When De-obligating Canceling Funds, should the individual Contract Line Item Price and/or the overall Contract Price be changed? Based on leadership last year, after receiving both the PCO & Customer concurrence, we issued Unilateral De-Obligation Mods for the agreed upon amounts that were due to cancel. We did not change the individual Contract Line Item Price or the overall Contract Price, as the ACO at the time stated that De-obligation Canceling Funds SHOULD NOT affect the individual or overall price, as the Contractor is still going to get paid the agreed upon amount, it will just be funded from a different source than the "Canceling Funds". That ACO is gone and now under the direction of the new ACO, we are advised that we are to change the Individual Line Item Price AND the overall Contract Price. I understand De-obligating for Closeout is a different situation & agree/understand why we change both of the listed Prices, but not in the situation with Canceling Funds. Thank you in advance for your help.
Funds identified to cancel at the end of the current fiscal year are “At Risk”. At the end of the fiscal year, the funds are now identified as canceled funds and are no longer available to be used for any purpose. This includes for payment and disbursement even on work that had been completed.
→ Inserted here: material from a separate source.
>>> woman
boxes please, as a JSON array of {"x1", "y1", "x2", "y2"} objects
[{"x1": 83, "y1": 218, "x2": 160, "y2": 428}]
When funds have canceled, the only way to get funds to pay obligations is to request replacement funds. DCMA’s goal is to avoid requesting replacement funds for funds that have canceled.
Open full Question Details
Per DCMA policy at risk funds are given a status code A or B
· Status Code A: At-risk amount will likely require current year funds if not disbursed/resolved prior to FYE.
· Status Code B: At-risk amount will not require current year funds if not disbursed/resolved prior to FYE.
The funding amount on the contract equates to work i.e. when the contractor performs the work, they are entitled to payment. The majority of the time if the funding has Status Code A, a deobligation contract modification will not be issued. In the best case, the contractor will submit a request for payment and will be paid before the funds cancel. If the funds cancel, replacement funds will be required when the contractor submits a request for payment and current year funds will be requested to pay old bills. The reason a deobligation modification should not be issued for funding with Status Code A is since funding is linked to work, deobligating the funding would be deleting the work from the contract. Issuing a deobligation modification would changes the amount of funding on the contract and when the contractor does submit a request for payment, a request for additional funds will be made to the buying office. Additional funds are different than replacement funds. Replacement funds are just to replace funds that have cancelled. No contract modification is needed; the amount of funding on the contract stays the same. Additional funds are funds needed in additional to original funds obligated to the contract – the amount funds needed to pay the contractor was more than was initially obligated. A contract modification is needed to put additional funds on the contract.
Funding with the Status Code B is probably excess funds and all excess funds on an ACRN must be deobligated. This allows the funds to be returned to the service or agency so funds can be reused on other projects. Excess funds are funds relating to a specific line item or deliverable that was not performed on the contract and can result from the following when contract effort/scope is reduced, when significant cost reductions are identified on cost-reimbursement contracts, settlement of indirect rates or after final price determination.
Your current ACO is correct, if you issue a deobligation modification you affect the CLIN price and the overall contract price. The funding might have cancelled but if the work remains on the contract, the funding must remain on the contract.